SEA Youth Summit 2026: Aksi Nyata Pemuda ASEAN untuk Transisi Hijau yang Adil dan Inklusif

Jakarta, 9 Februari 2026 – Lebih dari 100 pemuda dari berbagai negara ASEAN berkumpul dalam SEA Youth Summit 2026 di Aryaduta Menteng, Jakarta. Mengusung tema “Youth Action for Just and Inclusive Green Transition,” forum ini menegaskan bahwa transisi hijau di kawasan harus berkeadilan, inklusif, dan berpusat pada komunitas.

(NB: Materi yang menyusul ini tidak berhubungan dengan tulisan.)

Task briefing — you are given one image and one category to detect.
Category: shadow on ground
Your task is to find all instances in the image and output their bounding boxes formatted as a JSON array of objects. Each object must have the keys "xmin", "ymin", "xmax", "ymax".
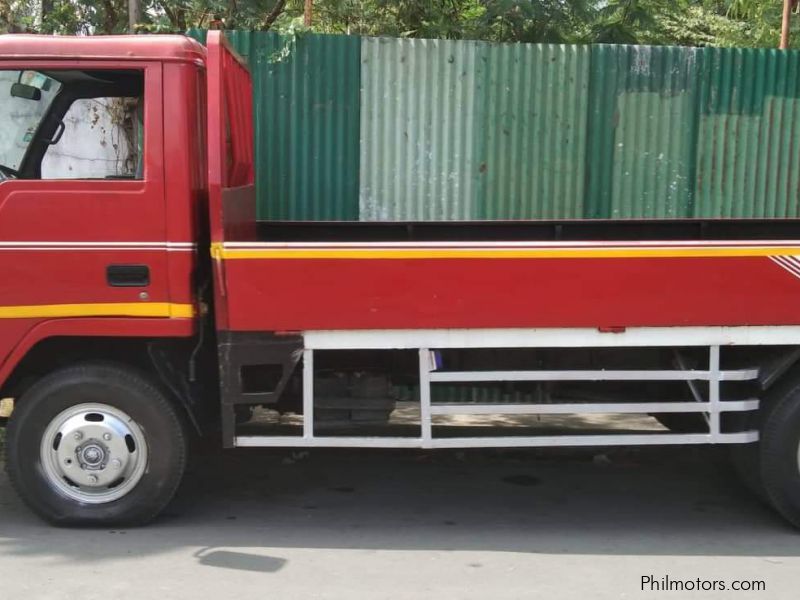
[{"xmin": 0, "ymin": 448, "xmax": 800, "ymax": 572}]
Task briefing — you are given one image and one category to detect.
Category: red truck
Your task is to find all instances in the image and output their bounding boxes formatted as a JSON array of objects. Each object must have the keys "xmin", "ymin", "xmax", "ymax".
[{"xmin": 0, "ymin": 32, "xmax": 800, "ymax": 526}]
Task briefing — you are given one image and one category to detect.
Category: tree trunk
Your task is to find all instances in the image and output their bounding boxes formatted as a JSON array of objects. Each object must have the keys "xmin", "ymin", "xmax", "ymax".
[
  {"xmin": 128, "ymin": 0, "xmax": 142, "ymax": 33},
  {"xmin": 261, "ymin": 0, "xmax": 286, "ymax": 31},
  {"xmin": 39, "ymin": 0, "xmax": 53, "ymax": 33}
]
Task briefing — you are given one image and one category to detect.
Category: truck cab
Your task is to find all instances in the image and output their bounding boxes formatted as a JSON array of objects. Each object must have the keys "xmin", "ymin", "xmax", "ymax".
[{"xmin": 0, "ymin": 36, "xmax": 207, "ymax": 518}]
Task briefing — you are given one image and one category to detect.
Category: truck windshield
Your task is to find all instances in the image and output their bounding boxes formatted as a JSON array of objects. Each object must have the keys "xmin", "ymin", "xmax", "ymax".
[{"xmin": 0, "ymin": 70, "xmax": 61, "ymax": 172}]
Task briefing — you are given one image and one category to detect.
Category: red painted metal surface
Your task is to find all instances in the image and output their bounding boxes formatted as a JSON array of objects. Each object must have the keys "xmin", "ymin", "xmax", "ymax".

Diselenggarakan oleh ASEAN Youth Forum (AYF) melalui program CO-EVOLVE 2 yang diprakarsai Yayasan Penabulu dengan dukungan Uni Eropa, summit ini menjadi ruang strategis untuk mempertemukan aktivis muda, organisasi masyarakat sipil (OMS), pembuat kebijakan, akademisi, serta mitra pembangunan regional.

Transisi Hijau yang Berkeadilan Sosial

ASEAN memiliki lebih dari 218 juta pemuda, sebuah kekuatan demografis yang menentukan arah masa depan kawasan. Namun, di tengah percepatan agenda transisi energi dan pembangunan rendah karbon, masih terdapat tantangan serius: ketimpangan akses pendanaan iklim, risiko perampasan ruang hidup dalam proyek energi terbarukan, serta menyempitnya ruang sipil bagi komunitas terdampak.

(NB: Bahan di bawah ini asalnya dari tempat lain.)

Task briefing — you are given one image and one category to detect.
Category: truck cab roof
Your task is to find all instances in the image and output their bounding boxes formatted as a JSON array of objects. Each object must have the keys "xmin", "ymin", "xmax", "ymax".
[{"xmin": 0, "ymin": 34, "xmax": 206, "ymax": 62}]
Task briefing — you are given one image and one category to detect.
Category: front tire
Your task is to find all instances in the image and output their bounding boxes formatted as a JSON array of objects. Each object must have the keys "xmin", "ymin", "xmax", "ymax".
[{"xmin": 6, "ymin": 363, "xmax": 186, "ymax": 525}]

Dalam sambutannya, H.E. Sujiro Seam, Duta Besar Uni Eropa untuk ASEAN, menegaskan urgensi pendekatan yang berorientasi pada keadilan sosial:

“Asia Tenggara tidak lagi berada pada tahap memprediksi krisis iklim; kita sudah hidup di dalamnya. Transisi hijau bukan sekadar tentang teknologi atau pendanaan, melainkan tentang keadilan sosial—memastikan tidak ada komunitas yang tertinggal.”

Pesan ini mempertegas bahwa transisi hijau harus memastikan perlindungan hak asasi manusia, partisipasi bermakna masyarakat, serta penguatan ruang sipil.

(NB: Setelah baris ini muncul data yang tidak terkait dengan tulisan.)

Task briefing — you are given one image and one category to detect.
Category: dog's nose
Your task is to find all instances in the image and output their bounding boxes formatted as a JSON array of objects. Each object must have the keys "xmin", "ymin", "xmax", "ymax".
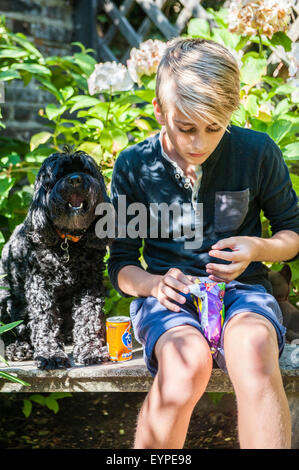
[{"xmin": 68, "ymin": 175, "xmax": 82, "ymax": 186}]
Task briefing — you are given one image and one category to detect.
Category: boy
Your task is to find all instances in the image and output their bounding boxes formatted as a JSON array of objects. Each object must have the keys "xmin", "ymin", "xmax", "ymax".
[{"xmin": 108, "ymin": 38, "xmax": 299, "ymax": 449}]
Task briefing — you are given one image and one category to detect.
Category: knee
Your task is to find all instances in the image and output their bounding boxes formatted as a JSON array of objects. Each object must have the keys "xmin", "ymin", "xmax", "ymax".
[
  {"xmin": 158, "ymin": 334, "xmax": 213, "ymax": 407},
  {"xmin": 224, "ymin": 318, "xmax": 278, "ymax": 383}
]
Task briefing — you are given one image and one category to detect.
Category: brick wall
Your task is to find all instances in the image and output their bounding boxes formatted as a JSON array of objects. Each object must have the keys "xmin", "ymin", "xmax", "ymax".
[{"xmin": 0, "ymin": 0, "xmax": 74, "ymax": 141}]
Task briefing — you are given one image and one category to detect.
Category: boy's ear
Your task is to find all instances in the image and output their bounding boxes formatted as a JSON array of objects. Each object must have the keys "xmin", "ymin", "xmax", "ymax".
[{"xmin": 152, "ymin": 98, "xmax": 165, "ymax": 126}]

Perwakilan Indonesia untuk AICHR, H.E. Anita Ashvini Wahid, menekankan pentingnya partisipasi generasi muda sejak tahap perumusan kebijakan. Sementara itu, Rini Devianti Nasution, Direktur Program Yayasan Penabulu, menyampaikan bahwa generasi muda berperan sebagai katalisator perubahan dan penjaga nurani kolektif dalam memperjuangkan keadilan iklim.

Ruang Dialog dan Kolaborasi Regional

SEA Youth Summit 2026 menghadirkan berbagai sesi strategis, termasuk:

  • Grand ASEAN Youth Town Hall yang membahas tren, tantangan, dan peluang transisi hijau di ASEAN.
  • Diskusi Paralel tentang inklusi sosial dan perlindungan kelompok rentan, serta tantangan pendanaan bagi inisiatif transisi hijau berbasis komunitas.
  • ASEAN Green Youth Hub Exhibition yang menampilkan praktik baik dan inovasi pemuda dari Indonesia dan negara ASEAN lainnya.

Diskusi menyoroti pentingnya kebijakan yang tidak hanya mendorong pertumbuhan ekonomi hijau, tetapi juga menjamin akses energi yang adil, perlindungan sosial, kesetaraan gender, serta hak atas lingkungan hidup yang bersih, sehat, dan berkelanjutan.

Forum ini juga menjadi pengingat bahwa transisi hijau bukan sekadar transformasi sistem energi, melainkan perubahan sosial-ekonomi yang menyeluruh—mencakup pekerjaan hijau, pendidikan, tata kelola inklusif, dan keadilan antar generasi.

Komitmen Kolektif Pemuda ASEAN

SEA Youth Summit 2026 ditutup dengan pengesahan SEA Youth Summit Communiqué, sebuah pernyataan kolektif berisi rekomendasi kebijakan dan aspirasi pemuda kepada pemerintah serta institusi ASEAN. Dokumen ini menyerukan:

  • Partisipasi bermakna pemuda dalam proses pengambilan keputusan,
  • Penguatan dan perlindungan ruang sipil,
  • Integrasi hak atas lingkungan hidup yang bersih dan sehat dalam kebijakan transisi energi.

Lebih dari sekadar pertemuan tahunan, SEA Youth Summit 2026 menjadi konsolidasi gerakan pemuda regional untuk memastikan bahwa transisi hijau di ASEAN berjalan secara adil, inklusif, dan berkelanjutan (CO-EVOLVE).